With or without the icing, this is enticing. (That worked well.) I love to bake carrot cake—it never fails to please. While my kids asked me “what is this green stuff in here” when I presented a perfect (well, my version of perfect, anyway) zucchini cake, I realized carrot cake was the preferred alternative. Filling for quick dessert, as an after-shopping revival food, after-school energy source, or best of all, a holiday surprise, gingerbread cake is too pretty to eat until after the 25th and do we really have to talk about fruitcakes?
This is an unbelievably simple recipe for a hybrid bread/cake that’s so delicious, it’s guaranteed to be gone in under a day; in other words, your end result will be so good, you’ll slice a piece and a line will seem to form in your kitchen. Don’t even think about “grating” the carrots the old-fashioned way; I don’t know about you but when a recipe calls for “grating,” my fingers are the only thing that get “grated.”
- 3 cups carrots
- 4 eggs
- 2 cups sugar
- 2 cups flour
- 2-3 tsp. cinnamon (depending on your taste)
- 2 tsp. baking soda
- 1½ cups vegetable oil or corn oil
- 1 stick of butter (cut down on the butter if you’re watching calories and cholesterol; otherwise, the old-fashioned way, “Butter is better” will make a great carrot cake even richer)
- 1 tsp. salt
- Preheat oven to 350 degrees
- Use a food processor (Cuisinart or otherwise) to shred carrots into the finest pieces possible
- Beat 4 eggs completely, until they are a thin yellow liquid
- Grease loaf pan with vegetable oil or butter
- Pour enough flour into loaf pan and then move pan around until the edges show the pan is “caked” with flour thoroughly
- Combine eggs with sugar and vegetable or corn oil; this should be a creamy consistency
- Make a flour mixture out of the 2 cups of flour, 1 tsp. salt and cinnamon
- Combine the flour mixture with the egg and sugar mixture
- Add carrot shreds into the thick mixture slowly, folding with a spatula
A bread pan will require 45 minutes. 30-35 minutes should be enough if you’re using a square or round flat pan.

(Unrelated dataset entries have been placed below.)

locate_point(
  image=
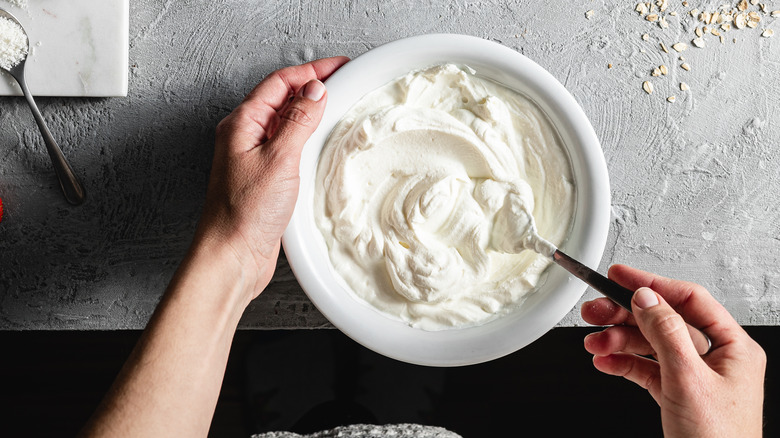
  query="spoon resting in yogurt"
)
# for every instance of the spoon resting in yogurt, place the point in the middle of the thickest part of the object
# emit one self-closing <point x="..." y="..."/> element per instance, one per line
<point x="515" y="225"/>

Cool for about ten minutes, then take from pan and allow to finish cooling. The kitchen should smell divine; anyone with an appetite will want to “inhale” the carrot cake/bread.
If icing is desired, my mother’s recipe from years and years ago skimps on doing it homemade. Just pick up “white” or “vanilla” icing (Shhhh! No one will know!) from a can will dress this up into more of a cake. If you’re thinking of this carrot confection as a bread, simply skip the icing.